Projections are for further growth. The UNC Charlotte North Carolina Economic Forecast projects a 2.3% rise in the state’s GDP this year, including a 3.1% increase in construction spending. Promising areas include power projects, water and sewer plants, and data centers, according to a survey by the state contractors’ group. Major concerns include rising labor and material costs and interest rates.

Count Cooper among the optimists; he is busily laying the foundation for growth. “If you want to expand, there’s two ways to do it. You have to do bigger projects or you have to expand geographically,” he says.

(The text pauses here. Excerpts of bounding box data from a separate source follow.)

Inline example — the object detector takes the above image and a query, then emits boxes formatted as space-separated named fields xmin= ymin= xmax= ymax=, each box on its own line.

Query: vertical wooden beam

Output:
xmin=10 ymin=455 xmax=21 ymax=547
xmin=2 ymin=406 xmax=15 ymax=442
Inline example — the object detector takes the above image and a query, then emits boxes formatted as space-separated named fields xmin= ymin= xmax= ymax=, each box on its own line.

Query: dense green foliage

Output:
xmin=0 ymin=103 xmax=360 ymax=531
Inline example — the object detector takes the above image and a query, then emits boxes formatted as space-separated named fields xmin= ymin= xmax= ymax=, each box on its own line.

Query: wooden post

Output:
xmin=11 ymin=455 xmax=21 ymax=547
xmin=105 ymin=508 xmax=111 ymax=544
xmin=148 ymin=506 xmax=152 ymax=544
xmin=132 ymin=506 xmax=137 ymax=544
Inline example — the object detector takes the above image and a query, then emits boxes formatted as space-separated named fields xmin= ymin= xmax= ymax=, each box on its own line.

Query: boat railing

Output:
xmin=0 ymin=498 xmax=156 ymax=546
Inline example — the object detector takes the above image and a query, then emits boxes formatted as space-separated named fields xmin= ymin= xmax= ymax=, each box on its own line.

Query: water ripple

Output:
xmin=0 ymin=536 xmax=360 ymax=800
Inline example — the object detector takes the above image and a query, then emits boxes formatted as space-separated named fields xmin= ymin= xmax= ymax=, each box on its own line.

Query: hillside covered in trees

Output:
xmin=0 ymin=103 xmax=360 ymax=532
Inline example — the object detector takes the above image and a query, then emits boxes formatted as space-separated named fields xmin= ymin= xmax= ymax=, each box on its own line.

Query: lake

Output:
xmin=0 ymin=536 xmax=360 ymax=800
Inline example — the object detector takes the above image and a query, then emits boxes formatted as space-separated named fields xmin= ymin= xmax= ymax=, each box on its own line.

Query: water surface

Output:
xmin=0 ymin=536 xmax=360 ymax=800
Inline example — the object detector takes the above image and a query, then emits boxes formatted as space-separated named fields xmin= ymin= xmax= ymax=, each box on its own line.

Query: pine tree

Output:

Cooper Tacia is doing both. Its minimum project size has grown from a few hundred thousand dollars in the early years to about $8 million now. It added an office in Atlanta in 2024 to its locations in North Carolina, Georgia and South Carolina. The company plans to open a location about every two years, with Washington, D.C. next up in 2026, says Cooper.

By Cooper’s account, it’s a good time to be building things. After topping $100 million in revenue last year, he expects sales in the range of $150 million to $200 million in 2025.

“For us,” he says, “the economy is definitely booming.”